The results in Fig. 11 show that the overall structure of the detonation and air shock are very close for all three grid resolutions. There are some slight differences related to the influence of detonation curvature caused by the changing reaction zone thickness with the computational grid size. As a result of the changing curvature, the detonation velocity is slightly influenced by grid resolution. However, the difference between \(D_{{\text {cj}}}\) and \(D_{n}\) is only around 2.2% for the coarse grid, which is sufficient for most applications (Fig. 12).
The parameters b and \(\Delta x\) have similar influences on \(D_{\text {n}}\). This is observed by carefully examining Figs. 10 and 12. Doubling b or \(\Delta x\) doubles the difference between \(D_{\text {n}}\) and \(D_{{\text {cj}}}\). This can be explained by reaction rate, (47), which is proportional to \(\delta /b \sim 1/(b \Delta x )\). Thus, forcing \(b \Delta x\) to be constant under grid refinement should, in principle, produce grid independent \(D_{\text {n}}\). However, recall that the SBM is designed to produce a detonation that is b computational cells wide regardless of resolution. This is to avoid unphysical numerical issues when the reaction zone is too thin as discussed above. The differences between \(D_{\text {n}}\) and \(D_{{\text {cj}}}\) are fairly small even on coarse grids, which is likely sufficient for most air blast and afterburning scenarios, which the proposed SBM is developed to address. In scenarios where the propagation velocity of the detonation must exactly be \(D_{{\text {cj}}}\) time-based ignition criterion can be used rather than the pressure-based ignition criterion in (47). This modification to the reaction models is discussed in Sect. 9.
6 Spherical air blast
The influence of a on the blast produced by a spherical 20 cm-diameter explosive charge is explored. The charge is center-initiated by placing a 2 cm-diameter ignition region of detonation products at the constant-volume explosion limit. The governing equations are solved in 2D axisymmetric (r–y) coordinates. The domain measures 1 m by 1 m. Five levels of adaptive mesh refinement are used, providing an effective resolution of \(\Delta x = 488\,\upmu \hbox {m}\). The solution is time-marched to 300 \(\upmu \)s using second-order Runge–Kutta with CFL\(\,=0.8\). Values of 2 and 2.5 GPa are used for b and \(p_{{\text {ign}}}\), respectively.

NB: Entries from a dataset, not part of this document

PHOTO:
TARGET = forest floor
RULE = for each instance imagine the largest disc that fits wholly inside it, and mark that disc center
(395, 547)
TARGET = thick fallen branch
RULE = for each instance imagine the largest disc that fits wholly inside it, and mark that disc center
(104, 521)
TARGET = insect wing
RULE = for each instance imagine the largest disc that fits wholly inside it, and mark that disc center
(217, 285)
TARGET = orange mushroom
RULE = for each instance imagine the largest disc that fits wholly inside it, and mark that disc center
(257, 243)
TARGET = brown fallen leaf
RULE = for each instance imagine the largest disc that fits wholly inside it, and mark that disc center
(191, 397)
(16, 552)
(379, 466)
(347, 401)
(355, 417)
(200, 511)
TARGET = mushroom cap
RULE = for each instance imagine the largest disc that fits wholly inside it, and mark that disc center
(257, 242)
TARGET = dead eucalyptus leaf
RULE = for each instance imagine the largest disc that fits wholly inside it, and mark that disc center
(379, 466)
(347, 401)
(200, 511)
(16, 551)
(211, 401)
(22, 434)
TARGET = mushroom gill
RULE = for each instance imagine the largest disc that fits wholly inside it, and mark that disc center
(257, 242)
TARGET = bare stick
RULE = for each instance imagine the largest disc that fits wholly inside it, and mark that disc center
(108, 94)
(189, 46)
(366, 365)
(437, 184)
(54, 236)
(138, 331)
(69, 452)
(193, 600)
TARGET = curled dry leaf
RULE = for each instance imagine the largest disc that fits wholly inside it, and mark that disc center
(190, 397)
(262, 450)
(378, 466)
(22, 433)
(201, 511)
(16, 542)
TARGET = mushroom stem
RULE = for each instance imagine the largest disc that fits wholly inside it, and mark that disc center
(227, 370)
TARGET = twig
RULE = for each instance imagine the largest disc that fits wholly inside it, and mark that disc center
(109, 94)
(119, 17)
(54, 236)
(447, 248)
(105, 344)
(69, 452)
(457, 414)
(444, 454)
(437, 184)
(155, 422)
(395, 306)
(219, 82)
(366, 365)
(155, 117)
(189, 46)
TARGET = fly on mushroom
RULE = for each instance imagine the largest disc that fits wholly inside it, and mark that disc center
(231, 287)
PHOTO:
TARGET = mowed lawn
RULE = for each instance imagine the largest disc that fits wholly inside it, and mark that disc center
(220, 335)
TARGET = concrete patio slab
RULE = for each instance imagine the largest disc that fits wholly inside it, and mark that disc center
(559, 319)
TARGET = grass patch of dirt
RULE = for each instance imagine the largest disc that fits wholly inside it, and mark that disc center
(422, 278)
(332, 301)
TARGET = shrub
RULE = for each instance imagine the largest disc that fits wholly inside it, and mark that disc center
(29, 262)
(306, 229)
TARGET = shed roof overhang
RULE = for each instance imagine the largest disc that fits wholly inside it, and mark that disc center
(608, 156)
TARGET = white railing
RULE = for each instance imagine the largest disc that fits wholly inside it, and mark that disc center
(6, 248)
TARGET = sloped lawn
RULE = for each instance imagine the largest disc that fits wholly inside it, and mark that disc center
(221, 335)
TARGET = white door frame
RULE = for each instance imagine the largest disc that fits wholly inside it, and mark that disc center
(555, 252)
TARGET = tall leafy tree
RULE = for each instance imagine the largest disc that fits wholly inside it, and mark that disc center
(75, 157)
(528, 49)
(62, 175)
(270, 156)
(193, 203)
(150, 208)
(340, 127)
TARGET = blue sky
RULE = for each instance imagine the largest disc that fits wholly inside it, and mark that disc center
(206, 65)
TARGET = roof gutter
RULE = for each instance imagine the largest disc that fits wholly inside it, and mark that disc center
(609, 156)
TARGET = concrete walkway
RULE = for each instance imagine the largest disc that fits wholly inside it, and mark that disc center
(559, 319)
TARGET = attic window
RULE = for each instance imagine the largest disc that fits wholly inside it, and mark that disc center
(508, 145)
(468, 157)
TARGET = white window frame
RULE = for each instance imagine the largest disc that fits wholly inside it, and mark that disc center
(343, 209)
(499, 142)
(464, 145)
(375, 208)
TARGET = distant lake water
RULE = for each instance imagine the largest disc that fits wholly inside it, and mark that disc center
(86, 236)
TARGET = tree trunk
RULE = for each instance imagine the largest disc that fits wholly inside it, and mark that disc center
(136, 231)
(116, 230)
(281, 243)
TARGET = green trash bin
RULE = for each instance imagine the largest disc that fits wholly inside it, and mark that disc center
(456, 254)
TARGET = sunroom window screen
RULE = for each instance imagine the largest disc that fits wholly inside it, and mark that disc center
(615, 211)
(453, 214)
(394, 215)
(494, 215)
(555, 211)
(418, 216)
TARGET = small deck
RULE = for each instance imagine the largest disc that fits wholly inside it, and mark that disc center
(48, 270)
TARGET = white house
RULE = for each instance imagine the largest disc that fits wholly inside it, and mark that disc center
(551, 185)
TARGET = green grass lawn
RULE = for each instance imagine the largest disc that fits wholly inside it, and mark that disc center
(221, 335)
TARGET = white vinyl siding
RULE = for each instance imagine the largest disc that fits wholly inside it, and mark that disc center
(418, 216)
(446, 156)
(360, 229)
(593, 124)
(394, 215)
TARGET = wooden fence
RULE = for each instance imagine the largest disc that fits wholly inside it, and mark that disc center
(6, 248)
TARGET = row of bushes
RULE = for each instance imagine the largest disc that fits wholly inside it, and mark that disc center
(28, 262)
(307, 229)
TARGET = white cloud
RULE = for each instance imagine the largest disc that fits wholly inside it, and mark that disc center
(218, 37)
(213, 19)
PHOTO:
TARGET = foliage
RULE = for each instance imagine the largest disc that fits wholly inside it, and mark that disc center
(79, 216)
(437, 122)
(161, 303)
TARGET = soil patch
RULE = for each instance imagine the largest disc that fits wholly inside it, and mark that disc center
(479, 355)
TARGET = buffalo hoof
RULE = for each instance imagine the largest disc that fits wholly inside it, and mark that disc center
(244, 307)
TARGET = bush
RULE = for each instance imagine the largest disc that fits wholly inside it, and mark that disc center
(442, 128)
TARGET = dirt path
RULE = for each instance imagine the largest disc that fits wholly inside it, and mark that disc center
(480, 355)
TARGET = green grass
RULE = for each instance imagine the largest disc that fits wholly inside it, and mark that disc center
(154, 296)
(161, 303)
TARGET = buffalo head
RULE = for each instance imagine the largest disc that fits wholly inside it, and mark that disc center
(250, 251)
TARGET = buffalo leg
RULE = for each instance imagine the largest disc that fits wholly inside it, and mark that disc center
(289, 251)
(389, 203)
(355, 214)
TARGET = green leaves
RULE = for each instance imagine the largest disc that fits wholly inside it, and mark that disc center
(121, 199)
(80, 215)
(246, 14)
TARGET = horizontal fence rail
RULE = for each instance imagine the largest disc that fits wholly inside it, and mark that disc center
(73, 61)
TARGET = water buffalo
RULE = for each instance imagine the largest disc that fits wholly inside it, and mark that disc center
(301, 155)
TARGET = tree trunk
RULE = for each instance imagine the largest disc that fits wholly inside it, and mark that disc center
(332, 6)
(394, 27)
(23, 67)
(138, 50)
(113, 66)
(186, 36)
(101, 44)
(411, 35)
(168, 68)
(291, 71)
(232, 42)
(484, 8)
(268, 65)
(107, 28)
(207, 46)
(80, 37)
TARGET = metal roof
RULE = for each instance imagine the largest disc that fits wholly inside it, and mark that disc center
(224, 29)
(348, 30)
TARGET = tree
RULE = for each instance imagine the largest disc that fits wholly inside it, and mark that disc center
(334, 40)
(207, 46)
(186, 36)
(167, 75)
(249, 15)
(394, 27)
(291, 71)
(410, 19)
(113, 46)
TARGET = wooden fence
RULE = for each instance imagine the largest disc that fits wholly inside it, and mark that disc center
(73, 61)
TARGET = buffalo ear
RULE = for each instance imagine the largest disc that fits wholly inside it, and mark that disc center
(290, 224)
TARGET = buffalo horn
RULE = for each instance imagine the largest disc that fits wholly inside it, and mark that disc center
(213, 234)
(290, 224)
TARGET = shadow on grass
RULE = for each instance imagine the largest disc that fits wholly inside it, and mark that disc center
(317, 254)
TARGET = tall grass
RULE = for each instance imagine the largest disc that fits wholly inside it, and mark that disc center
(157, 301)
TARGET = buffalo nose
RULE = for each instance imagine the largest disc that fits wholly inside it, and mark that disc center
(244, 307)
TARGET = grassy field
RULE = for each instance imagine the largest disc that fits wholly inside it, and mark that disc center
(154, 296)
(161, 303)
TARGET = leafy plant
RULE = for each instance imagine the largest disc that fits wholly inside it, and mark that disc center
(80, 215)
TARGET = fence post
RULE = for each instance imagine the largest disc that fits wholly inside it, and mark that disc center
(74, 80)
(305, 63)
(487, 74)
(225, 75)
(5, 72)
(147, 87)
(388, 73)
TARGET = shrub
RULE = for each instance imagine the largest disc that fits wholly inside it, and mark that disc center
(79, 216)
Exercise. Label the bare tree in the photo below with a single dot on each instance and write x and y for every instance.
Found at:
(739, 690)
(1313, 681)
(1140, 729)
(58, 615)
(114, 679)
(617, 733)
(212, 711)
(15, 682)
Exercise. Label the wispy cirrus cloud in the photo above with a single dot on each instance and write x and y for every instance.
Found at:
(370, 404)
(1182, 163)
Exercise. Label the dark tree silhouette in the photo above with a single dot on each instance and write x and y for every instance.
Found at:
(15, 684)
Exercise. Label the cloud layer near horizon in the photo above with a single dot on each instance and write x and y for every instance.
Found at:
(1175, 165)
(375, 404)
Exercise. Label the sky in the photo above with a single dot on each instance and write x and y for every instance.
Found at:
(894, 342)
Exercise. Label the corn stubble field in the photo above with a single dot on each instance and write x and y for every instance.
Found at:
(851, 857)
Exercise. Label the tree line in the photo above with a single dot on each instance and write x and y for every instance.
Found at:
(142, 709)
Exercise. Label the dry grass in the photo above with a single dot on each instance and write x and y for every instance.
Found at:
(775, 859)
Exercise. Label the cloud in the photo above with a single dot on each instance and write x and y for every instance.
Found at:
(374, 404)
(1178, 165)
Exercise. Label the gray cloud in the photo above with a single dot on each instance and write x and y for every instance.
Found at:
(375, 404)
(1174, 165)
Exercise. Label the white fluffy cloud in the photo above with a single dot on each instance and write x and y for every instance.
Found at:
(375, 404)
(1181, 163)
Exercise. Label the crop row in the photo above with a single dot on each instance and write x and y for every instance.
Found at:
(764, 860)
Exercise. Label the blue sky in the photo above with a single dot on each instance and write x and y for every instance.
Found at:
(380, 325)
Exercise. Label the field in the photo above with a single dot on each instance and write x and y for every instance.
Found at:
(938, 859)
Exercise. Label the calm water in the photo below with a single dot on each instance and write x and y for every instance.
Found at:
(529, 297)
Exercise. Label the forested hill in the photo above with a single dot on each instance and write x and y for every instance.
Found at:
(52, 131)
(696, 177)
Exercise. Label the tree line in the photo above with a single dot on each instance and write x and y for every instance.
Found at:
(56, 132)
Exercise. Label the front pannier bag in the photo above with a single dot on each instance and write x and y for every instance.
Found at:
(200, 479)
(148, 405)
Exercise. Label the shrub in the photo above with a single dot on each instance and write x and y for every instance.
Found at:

Figure 13 shows the density field produced by the detonation of spherical charge at 300 \(\upmu \)s. The detonation of the charge produces an expanding blast, a left-running secondary shock, and a reactive contact surface between the shock-heated air and the fuel-rich detonation products. All three values of a that were considered produce very similar results on the blast. The positions of the air and secondary shocks are nearly identical for all three cases. There are some subtle differences in the details of the fireball surface that likely caused by differences in the magnitude of the von Neumann spike. Differences in pressure magnitude and shock strength in the explosive material can have an impact on the development of Rayleigh–Taylor and Richtmyer–Meshkov instabilities that form on the surface of the fireball [64]. Nevertheless, these differences are small and do not affect the overall dynamics of the blast or afterburning processes.
Figure 14 shows the pressure-time traces measured at radial locations of 0.14, 0.35, and 0.71 m along 45\(^{\circ }\) ray measured from the y-axis. The timing and magnitude of pressure-time traces for all three cases are close.
7 Corner turning
In this section, the simplified burn model is used on a complex-shaped explosive to demonstrate corner turning and the resulting complex blast structure. Any reaction model that is based on a pressure or temperature sensitive reaction model with a physically reasonable condensed phase EOS, such as the SBM, will have the ability to turn corners. Programmed burn or similar time-based reaction models will require a burn table to turn corners. The SBM is an approximation that can allow the detonation to turn corners without the use of a burn table. Nevertheless, the SBM, due to its design and intended applications, cannot accurately capture the detonation curvature effects or the formation of dead zones. More rigorous reactive burn models (or burn tables based on DSD theory) are recommended for simulating chargers with severe corner turning. Thus, the results presented in this section are an extreme and qualitative demonstration showing that the SBM can turn corners.
An asterisk-shaped TNT charge is created with three rectangles 5 cm in width and 25 cm in length centered at the origin. The rectangles are rotated by angle \(\theta _i = 60^{\circ }(i-1)\) from the x-axis, where i is the rectangle number. The charge is initiated by placing a 2 cm-diameter igniter region at the left side of the charge. The shape of the charge, rectangle number, and igniter location are shown in Fig. 15 at \(t = 0\,\upmu \hbox {s}\).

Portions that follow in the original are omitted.